African Union Meetings Focus on Gender, Security, Financing and Trade
African leaders gathered for the two-day annual African Union (AU) Summit on Friday, January 30, in Addis Ababa. The summit’s theme of “Women’s Empowerment,” will serve to highlight the crucial issue of improving women’s economic, political and social participation across the continent—a core priority of the AU’s 2063 Development Agenda. As the summit got underway, Zimbabwean President Robert Mugabe was confirmed as the new AU Commission chairperson, amid some controversial comments on gender parity. Several highlights from the pre-meetings throughout the week include: the formation of a 7,500-strong regional force to combat Boko Haram, the development of an African Union Foundation to help finance the AU’s growing budget, and the announcement of a new launch date (May 2015) for the Tripartite Free Trade Agreement, which will unify and integrate three regional trading blocs in sub-Saharan Africa.
ODI Report Estimates African Losses from Sovereign Bonds
On Wednesday, January 28, the U.K.-based Overseas Development Institute (ODI) released a new report entitled, “Sub-Saharan Africa’s International Sovereign Bonds,” which revealed that African governments may experience up to $10.8 billion in losses (equivalent to 1.1 percent of the region’s GDP) on sovereign bonds that they issued in 2013 and 2014, due largely to exchange rate risks. Last year, low borrowing costs prompted African governments to issue more than $16 billion in sovereign bonds, in order to finance a multitude of major infrastructure projects. Sovereign bonds are issued and repaid in U.S. dollars so the value of the U.S. dollar (relative to other international currencies) plays a crucial role in determining how much it will cost countries to repay their debt. According to Bloomberg, which tracks 24 African currencies, 20 of these currencies depreciated against the dollar in 2014, increasing their sovereign debt repayments and their risk of default. Moreover, declining commodity prices have reduced economic growth, further undercutting the abilities of these countries to repay the debt. To reduce the likelihood of default and to support economic growth in the affected countries, ODI recommends that national development agencies and international investors hold governments accountable for the responsible use of funds in line with development priorities.

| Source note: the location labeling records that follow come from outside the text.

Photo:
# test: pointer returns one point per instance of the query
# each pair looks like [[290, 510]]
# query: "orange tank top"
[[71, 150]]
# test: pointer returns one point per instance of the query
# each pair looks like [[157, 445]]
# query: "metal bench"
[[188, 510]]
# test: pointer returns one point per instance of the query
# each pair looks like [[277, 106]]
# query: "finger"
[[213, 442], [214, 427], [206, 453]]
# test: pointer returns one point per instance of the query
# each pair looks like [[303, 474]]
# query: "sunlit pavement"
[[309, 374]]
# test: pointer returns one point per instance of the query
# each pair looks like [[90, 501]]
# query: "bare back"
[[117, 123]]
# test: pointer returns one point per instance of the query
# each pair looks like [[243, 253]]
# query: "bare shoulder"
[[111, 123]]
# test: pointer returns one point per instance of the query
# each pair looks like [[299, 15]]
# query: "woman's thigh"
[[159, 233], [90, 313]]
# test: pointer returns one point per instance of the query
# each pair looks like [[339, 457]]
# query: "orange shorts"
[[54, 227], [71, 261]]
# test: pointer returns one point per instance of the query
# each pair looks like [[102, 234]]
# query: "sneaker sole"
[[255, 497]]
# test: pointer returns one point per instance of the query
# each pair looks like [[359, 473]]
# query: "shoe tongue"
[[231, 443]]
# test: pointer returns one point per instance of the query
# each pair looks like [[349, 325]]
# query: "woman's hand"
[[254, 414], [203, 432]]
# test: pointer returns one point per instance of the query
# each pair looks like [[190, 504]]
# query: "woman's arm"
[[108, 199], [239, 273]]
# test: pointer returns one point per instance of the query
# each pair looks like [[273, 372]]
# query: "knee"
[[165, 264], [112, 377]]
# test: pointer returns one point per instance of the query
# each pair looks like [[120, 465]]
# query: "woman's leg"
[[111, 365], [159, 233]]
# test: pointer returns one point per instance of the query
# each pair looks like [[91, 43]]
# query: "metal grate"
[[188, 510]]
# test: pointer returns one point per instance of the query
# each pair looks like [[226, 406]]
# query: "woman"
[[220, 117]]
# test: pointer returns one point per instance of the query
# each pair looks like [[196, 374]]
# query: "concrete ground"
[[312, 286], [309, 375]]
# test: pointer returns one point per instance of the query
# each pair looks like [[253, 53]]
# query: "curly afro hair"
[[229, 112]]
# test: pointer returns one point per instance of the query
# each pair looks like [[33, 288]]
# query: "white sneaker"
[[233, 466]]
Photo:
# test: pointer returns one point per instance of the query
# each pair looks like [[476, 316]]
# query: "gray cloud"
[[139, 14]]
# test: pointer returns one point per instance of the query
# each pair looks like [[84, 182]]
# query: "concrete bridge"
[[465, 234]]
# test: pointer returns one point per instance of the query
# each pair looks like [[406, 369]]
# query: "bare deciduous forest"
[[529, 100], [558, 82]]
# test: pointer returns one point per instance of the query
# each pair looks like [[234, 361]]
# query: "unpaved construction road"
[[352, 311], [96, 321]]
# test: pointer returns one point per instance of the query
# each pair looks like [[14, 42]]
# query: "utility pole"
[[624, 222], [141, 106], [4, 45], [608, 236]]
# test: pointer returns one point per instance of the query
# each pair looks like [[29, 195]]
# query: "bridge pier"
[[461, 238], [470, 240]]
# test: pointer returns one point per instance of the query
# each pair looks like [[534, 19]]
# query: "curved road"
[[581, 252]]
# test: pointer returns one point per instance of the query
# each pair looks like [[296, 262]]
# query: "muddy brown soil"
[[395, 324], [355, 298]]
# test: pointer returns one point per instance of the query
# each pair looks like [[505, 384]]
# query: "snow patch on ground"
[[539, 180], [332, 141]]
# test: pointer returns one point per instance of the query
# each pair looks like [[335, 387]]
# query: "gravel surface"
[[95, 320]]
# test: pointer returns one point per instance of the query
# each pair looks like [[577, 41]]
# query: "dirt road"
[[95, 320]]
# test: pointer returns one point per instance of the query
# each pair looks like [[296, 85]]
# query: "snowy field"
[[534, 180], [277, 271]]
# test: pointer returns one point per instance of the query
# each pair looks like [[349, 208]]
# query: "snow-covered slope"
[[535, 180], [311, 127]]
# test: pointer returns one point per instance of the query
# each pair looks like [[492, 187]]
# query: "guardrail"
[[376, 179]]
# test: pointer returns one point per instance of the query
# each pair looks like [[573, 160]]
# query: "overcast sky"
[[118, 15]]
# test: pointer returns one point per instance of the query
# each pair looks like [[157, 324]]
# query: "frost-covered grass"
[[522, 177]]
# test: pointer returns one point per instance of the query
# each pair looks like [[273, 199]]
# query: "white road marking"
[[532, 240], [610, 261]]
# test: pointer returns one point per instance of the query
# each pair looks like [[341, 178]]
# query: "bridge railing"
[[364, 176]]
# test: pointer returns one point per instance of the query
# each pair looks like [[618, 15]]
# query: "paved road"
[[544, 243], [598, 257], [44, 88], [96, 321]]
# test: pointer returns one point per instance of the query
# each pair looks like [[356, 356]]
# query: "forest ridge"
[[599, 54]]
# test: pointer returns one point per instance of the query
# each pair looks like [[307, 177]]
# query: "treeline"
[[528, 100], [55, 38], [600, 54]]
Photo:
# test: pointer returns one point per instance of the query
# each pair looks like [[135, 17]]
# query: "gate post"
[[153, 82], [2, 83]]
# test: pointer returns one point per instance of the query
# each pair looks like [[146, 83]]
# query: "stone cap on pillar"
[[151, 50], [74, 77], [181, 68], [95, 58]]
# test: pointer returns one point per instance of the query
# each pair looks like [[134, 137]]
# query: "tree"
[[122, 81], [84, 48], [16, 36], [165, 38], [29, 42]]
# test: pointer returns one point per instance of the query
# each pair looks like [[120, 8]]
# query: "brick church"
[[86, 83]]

African Trade Ministers Lobby for AGOA Renewal
As a new Congress has convened in Washington D.C., proponents of stronger U.S.-Africa trade relations are intensifying their efforts to lobby for the swift renewal of the African Growth and Opportunity Act, a trade preference scheme that allows African countries duty-free access to U.S. markets. This week, African trade ministers met with their U.S. counterparts in Washington, DC to advocate for the seamless renewal of AGOA, stressing that although the deadline for AGOA’s renewal is set for September 2015, there is an urgent need to renew it before then, as many companies that import African goods must place their orders several months ahead of time to ensure that their goods can be shipped to stores according to schedule. Capitol Hill also served as a forum for discussions on AGOA and the future of U.S.-African trade relations as Rep. Karen Bass (D-CA) hosted an event on AGOA Today and Beyond: The Future of the US-Africa Commercial Relationship.
In other news, the U.S. Trade Representative Michael Froman appeared before the House Ways and Means Committee on Tuesday to discuss the current priorities of the U.S. international trade agenda. Although Ambassador Froman did not specifically address the AGOA renewal in his statements, committee chairman Rep. Paul Ryan (R-WI) reaffirmed his commitment to “ensuring a seamless and timely renewal of the African Growth and Opportunity Act as soon as possible” in the hearing’s opening remarks.